CRISPY ASIAN SALMON WITH STIR-FRIED NOODLES, PAK CHOI & SUGAR SNAP PEAS
Pack your stir-fry with vegetables and top with marinated fish. This recipe cooks enough salmon for lunch the next day
Provided by Jennifer Irvine
Categories Main course
Time 25m
Number Of Ingredients 20
Steps:
- Make the marinade by mixing together all the ingredients. Place the salmon fillets in a small bowl and spoon over the marinade, turning the fish so that it's nicely coated. Cover with cling film and leave to sit for 10 mins (or longer if you have time).
- Meanwhile, cook the noodles following pack instructions, then drain and sit them in a bowl of cold water.
- Heat a non-stick frying pan. Add the salmon fillets, skin-side down, and leave for 3 mins. When the fish is slightly crispy, flip over and cook for a further 3 mins on the other side. Just before you remove the fish from the pan, add any remaining marinade and let it sizzle for 10 secs. Place 2 of the fillets, skin-side up, with their juices on a plate and cover with foil to keep warm. Put the other 2 fillets on another plate if using for Flaked salmon salad (see 'goes well with'), cover with foil, leave to cool, then chill.
- In a frying pan or wok, heat the rapeseed and sesame oils over a high heat. Add the spring onion, garlic, chilli and ginger, and stir constantly for about 1 min. Add the sugar snap peas, pak choi and pepper, and stir for another 1-2 mins, then add the cooked noodles. Toss well, then add the soy sauce, fish sauce and lime juice, and mix until well combined and the pan is sizzling.
- Remove from the heat and divide between 2 bowls.
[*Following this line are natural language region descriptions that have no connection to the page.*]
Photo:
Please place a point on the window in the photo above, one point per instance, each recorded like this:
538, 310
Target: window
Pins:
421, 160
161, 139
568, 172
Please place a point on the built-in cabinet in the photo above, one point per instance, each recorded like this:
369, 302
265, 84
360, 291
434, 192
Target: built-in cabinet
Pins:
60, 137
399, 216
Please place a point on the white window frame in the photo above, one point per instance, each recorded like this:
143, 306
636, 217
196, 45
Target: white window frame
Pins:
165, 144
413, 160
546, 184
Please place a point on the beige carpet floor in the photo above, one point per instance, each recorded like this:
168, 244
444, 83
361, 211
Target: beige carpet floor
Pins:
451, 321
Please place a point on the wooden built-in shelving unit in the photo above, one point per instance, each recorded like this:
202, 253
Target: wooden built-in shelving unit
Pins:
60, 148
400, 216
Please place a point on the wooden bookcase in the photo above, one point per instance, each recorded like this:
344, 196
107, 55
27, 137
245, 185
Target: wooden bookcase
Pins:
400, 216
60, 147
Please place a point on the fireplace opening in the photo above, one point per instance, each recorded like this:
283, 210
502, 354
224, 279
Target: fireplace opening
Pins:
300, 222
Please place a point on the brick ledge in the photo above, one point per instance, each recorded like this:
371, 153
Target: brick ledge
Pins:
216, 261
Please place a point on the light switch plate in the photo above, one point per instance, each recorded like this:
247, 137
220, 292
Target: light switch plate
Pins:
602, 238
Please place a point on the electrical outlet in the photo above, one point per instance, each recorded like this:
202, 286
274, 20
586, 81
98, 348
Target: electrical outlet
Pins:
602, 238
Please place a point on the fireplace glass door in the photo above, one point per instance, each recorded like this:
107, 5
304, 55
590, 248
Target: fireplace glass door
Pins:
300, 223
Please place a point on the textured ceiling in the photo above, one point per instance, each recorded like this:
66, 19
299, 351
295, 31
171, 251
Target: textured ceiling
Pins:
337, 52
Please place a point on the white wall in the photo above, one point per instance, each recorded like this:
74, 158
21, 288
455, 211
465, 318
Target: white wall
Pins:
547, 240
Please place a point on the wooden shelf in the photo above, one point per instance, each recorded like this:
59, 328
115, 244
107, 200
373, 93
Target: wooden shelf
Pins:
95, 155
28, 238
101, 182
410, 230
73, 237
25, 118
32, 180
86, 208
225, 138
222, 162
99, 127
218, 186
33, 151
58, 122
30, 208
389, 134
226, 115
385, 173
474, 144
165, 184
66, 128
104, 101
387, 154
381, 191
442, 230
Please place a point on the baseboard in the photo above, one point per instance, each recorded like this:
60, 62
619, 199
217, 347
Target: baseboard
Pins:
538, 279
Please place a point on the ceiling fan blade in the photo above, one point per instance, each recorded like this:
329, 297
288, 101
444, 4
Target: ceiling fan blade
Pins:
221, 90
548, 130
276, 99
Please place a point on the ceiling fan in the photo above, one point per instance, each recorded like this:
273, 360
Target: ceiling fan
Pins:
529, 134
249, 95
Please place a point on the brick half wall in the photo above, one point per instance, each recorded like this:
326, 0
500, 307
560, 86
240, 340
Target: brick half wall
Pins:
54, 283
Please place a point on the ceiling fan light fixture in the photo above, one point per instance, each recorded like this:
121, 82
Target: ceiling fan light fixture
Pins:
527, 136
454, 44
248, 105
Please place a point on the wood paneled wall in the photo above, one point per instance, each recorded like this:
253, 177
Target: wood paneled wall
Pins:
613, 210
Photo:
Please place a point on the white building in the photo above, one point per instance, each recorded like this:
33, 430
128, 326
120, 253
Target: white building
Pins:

Top each with a salmon fillet and drizzle over any juices. Sprinkle with coriander and serve.
Nutrition Facts : Calories 444 calories, Fat 17 grams fat, SaturatedFat 3 grams saturated fat, Carbohydrate 43 grams carbohydrates, Sugar 8 grams sugar, Fiber 4 grams fiber, Protein 27 grams protein, Sodium 1.5 milligram of sodium
Tips:
- Choose the freshest salmon possible. Fresh salmon will have a vibrant color and a firm texture. Avoid salmon that is slimy or has an off odor.
- Use a variety of herbs and spices. Herbs and spices will add flavor and depth to your salmon spread. Some good options include dill, parsley, chives, lemon zest, and black pepper.
- Don't overmix the ingredients. Overmixing can make the salmon spread tough and rubbery. Mix the ingredients just until they are combined.
- Chill the salmon spread before serving. Chilling the salmon spread will help it to firm up and make it easier to spread.
- Serve the salmon spread with crackers, bread, or vegetables. Salmon spread is a versatile dish that can be served with a variety of accompaniments.
Conclusion:
Salmon spread is a delicious and easy-to-make appetizer or snack. It is perfect for parties, potlucks, or a simple lunch or dinner. With a few simple ingredients and a little bit of time, you can create a salmon spread that is sure to please everyone.